Sydney

The bushfires that have raged across New South Wales are fuelling arguments over the Australian government's approach to fire research.

The fires have consumed around half a million hectares of bush and forest, prompting calls from ecologists for more work on measures such as controlled burn, which, they say, could help to limit the bushfire problem.

Currently, the government spends around A$2 million (US$1 million) each year on bushfire research — half of which goes to the Commonwealth Scientific and Industrial Research Organisation (CSIRO), and the rest to universities.

The small team at the CSIRO is already claiming some success in garnering information that may have saved lives during this summer's fires. And the team's leader, Jim Gould, says that a six-year study in Western Australia has yielded better information on the rate that fires spread under different wind conditions.

But Phil Cheney, who founded the CSIRO's bushfire research team, has long campaigned for more fires to be lit under controlled conditions to reduce fuel levels in the bush. He points out that fire is natural in Australia, but that fuel now accumulates to dangerous levels so that the resultant fires “burn much more intensively”.

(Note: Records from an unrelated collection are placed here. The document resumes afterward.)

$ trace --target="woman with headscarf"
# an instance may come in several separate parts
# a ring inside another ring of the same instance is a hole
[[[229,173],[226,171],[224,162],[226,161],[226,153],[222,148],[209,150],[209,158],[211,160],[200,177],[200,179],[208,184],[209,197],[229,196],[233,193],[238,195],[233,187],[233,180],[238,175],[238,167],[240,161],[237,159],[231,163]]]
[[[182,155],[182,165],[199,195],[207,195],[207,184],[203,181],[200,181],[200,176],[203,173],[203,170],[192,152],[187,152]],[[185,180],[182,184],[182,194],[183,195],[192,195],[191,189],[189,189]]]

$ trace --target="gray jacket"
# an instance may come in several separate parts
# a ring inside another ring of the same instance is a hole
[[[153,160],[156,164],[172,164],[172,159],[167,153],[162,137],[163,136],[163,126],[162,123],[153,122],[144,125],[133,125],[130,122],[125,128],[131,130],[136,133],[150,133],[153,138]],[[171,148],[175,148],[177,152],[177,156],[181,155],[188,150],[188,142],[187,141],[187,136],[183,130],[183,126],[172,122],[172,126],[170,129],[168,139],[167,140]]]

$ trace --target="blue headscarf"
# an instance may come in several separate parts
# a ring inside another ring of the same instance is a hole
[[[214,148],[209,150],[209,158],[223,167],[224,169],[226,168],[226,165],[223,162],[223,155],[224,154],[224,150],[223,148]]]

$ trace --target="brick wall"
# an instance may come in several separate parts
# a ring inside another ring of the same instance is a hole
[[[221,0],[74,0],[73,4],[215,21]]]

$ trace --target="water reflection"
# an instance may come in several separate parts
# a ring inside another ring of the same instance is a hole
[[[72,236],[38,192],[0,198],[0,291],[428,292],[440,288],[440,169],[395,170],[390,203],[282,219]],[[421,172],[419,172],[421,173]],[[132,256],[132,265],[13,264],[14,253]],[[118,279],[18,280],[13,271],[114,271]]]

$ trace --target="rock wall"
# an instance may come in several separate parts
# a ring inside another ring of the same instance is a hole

Len Foster, chief executive of the Australasian Fire Authorities Council, says a concerted attempt to add to Australia's fire knowledge foundered last year, when a consortium led by Melbourne and Monash universities failed to win funding for a Cooperative Research Centre dedicated to the topic. Gould says that the project failed because too few state fire authorities offered to match the federal government's support.

Science minister Peter McGauran concedes that Australia could “make a bigger effort than we are at present” in bushfire research, and promises to revisit the merits of the project.